On the show, Naomi Mac, shared how her contract with a record label was terminated because she got married. “I have been doing music officially for like 20 years, and I had a record label. I remember when I decided to get married in 2017. In February, when I had my introduction, I got a message, and they were like, ‘babe, you need to pause this wedding’. I didn’t want to call off the wedding, not because of me, but the wedding is about my partner and I. We both agreed to go on and that was when my four years contract stopped. The funny thing is that I didn’t even know until after four years. I couldn’t sign with anybody else, but I couldn’t work. So, it was really crazy.” She also spoke about her choice to go for The Voice Nigeria after being a part of Nigerian Idol Season 1, in 2011. ‘It was a tough one for me, making a decision to even come out at all after about ten years. I didn’t even think that people would accept me the way they did. And I am always super grateful for that acceptance, it really gave me a lot of encouragement and confidence.”
Kitay Okiemute, after being a finalist in the MTN Project Fame season 9 and other reality shows, also participated in The Voice Nigeria 2021. On his getting into the show, he shared, “My reaction at that last point of my blind audition got a lot of people talking”, ‘This boy is so rude’, ‘he is so proud’, but the thing about me is that I like to look like (I have no emotions) when I am very scared. And when I was on stage, and they hit the button, in my head, I was like ‘Omo, na so I for take go house’, but a lot of people thought I was giving a reaction to Yemi Alade, like ‘i no want you’, and that got me a lot of insults.”

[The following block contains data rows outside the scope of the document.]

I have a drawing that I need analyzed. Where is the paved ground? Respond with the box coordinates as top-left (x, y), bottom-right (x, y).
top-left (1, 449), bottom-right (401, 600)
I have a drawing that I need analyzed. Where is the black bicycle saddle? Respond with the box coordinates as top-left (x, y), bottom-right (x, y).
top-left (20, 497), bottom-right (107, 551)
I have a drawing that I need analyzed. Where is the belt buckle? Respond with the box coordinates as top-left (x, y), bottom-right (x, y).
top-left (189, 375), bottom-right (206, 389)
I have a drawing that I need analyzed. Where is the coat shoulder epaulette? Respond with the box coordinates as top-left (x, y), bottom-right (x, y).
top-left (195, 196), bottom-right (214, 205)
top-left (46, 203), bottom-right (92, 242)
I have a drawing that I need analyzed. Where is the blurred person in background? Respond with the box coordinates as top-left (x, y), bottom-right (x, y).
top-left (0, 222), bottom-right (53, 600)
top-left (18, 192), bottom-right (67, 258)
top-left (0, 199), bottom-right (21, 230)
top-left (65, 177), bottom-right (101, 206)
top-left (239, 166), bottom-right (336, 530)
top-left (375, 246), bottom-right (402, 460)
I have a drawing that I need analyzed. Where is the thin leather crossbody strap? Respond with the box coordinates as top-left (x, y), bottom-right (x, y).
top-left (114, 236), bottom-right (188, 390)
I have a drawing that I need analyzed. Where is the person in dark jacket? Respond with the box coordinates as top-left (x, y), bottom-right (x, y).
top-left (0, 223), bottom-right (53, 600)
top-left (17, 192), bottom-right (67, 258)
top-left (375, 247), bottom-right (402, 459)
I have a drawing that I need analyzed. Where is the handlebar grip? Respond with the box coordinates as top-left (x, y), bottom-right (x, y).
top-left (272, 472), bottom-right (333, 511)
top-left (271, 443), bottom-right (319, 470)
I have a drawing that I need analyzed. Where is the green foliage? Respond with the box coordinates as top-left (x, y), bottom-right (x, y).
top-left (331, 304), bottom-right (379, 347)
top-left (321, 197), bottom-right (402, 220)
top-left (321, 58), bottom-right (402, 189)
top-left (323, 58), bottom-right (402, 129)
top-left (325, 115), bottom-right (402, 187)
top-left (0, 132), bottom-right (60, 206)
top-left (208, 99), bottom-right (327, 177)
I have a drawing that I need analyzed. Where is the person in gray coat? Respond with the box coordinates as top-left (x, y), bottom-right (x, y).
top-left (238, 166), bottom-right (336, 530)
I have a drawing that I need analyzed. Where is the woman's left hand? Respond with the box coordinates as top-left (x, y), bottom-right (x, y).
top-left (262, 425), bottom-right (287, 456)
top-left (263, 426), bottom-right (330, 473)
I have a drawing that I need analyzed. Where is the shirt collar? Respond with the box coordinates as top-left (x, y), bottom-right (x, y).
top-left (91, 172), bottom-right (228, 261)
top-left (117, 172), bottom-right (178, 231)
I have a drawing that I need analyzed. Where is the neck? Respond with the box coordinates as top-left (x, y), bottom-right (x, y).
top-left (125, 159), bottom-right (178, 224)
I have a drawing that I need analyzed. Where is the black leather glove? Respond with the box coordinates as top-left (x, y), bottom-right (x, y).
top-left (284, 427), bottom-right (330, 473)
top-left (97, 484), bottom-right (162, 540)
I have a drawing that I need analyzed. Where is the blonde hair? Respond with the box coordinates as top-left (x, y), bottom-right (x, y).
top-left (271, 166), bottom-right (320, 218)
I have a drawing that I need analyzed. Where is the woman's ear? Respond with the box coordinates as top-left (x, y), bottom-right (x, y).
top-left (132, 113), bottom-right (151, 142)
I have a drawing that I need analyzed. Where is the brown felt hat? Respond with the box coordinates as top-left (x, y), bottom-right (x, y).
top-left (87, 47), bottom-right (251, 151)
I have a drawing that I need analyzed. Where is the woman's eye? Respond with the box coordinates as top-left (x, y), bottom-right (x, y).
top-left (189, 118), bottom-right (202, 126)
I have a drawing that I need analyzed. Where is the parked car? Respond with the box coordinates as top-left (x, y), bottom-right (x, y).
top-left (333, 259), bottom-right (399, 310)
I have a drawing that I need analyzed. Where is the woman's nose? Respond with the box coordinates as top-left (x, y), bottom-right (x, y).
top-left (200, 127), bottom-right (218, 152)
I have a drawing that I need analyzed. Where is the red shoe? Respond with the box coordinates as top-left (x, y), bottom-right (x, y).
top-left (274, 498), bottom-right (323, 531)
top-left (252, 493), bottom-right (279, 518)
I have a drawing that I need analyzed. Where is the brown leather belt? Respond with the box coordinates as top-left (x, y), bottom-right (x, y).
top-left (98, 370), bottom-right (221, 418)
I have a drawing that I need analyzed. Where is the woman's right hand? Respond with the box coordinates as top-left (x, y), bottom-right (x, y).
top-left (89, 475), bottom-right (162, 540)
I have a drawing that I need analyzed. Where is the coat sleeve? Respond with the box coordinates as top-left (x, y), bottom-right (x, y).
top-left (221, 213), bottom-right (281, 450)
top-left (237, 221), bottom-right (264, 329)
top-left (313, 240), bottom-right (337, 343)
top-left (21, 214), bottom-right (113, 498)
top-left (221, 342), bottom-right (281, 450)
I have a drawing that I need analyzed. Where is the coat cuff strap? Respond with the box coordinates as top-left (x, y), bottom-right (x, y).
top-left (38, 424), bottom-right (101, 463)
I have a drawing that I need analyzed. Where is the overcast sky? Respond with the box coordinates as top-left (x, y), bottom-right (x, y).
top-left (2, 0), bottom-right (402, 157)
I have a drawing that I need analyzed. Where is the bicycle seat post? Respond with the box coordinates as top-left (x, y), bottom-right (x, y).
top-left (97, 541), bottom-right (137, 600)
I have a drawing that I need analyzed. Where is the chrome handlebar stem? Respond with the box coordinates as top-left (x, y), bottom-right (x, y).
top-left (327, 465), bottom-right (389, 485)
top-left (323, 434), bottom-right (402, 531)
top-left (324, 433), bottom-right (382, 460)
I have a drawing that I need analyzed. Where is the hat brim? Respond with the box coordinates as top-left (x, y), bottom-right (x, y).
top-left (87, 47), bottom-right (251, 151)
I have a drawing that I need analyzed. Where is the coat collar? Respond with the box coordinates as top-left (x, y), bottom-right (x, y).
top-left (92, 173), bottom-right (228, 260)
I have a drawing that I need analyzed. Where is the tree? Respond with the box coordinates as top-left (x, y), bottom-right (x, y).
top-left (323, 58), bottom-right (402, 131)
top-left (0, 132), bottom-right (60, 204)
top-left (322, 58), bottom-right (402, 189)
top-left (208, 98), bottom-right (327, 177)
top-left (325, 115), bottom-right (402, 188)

The interview also had Dapo Zaccheaus sharing about getting on the show and the struggles he had before then. “My Bolt app was on, just in case nobody turned. Then I looked at my dad, and I was like, ‘why did I bring this man out of the house to come and watch this’. My dad and I have been having that argument over the years, I am a mechanical engineering graduate, and as the only son, it took my dad a long time to accept that I am a musician. I told him, ‘Daddy, I am going for The Voice Nigeria’, and showed him videos of the past, and he was like ‘Okay’. That day came; I had been rehearsing, but there was a part of the song that required backup vocals, and I was like, how am I going to do this part, ‘like 30% of everything I did, came on that stage’.
On navigating the music industry in Nigeria, Dapo shared, “the part of the industry that I have been in is behind the curtains; there is a limit to what we can have access to in terms of information and structure. However, it is a sad story that the talented ones are usually behind. But I am also happy to state that that narrative is changing.”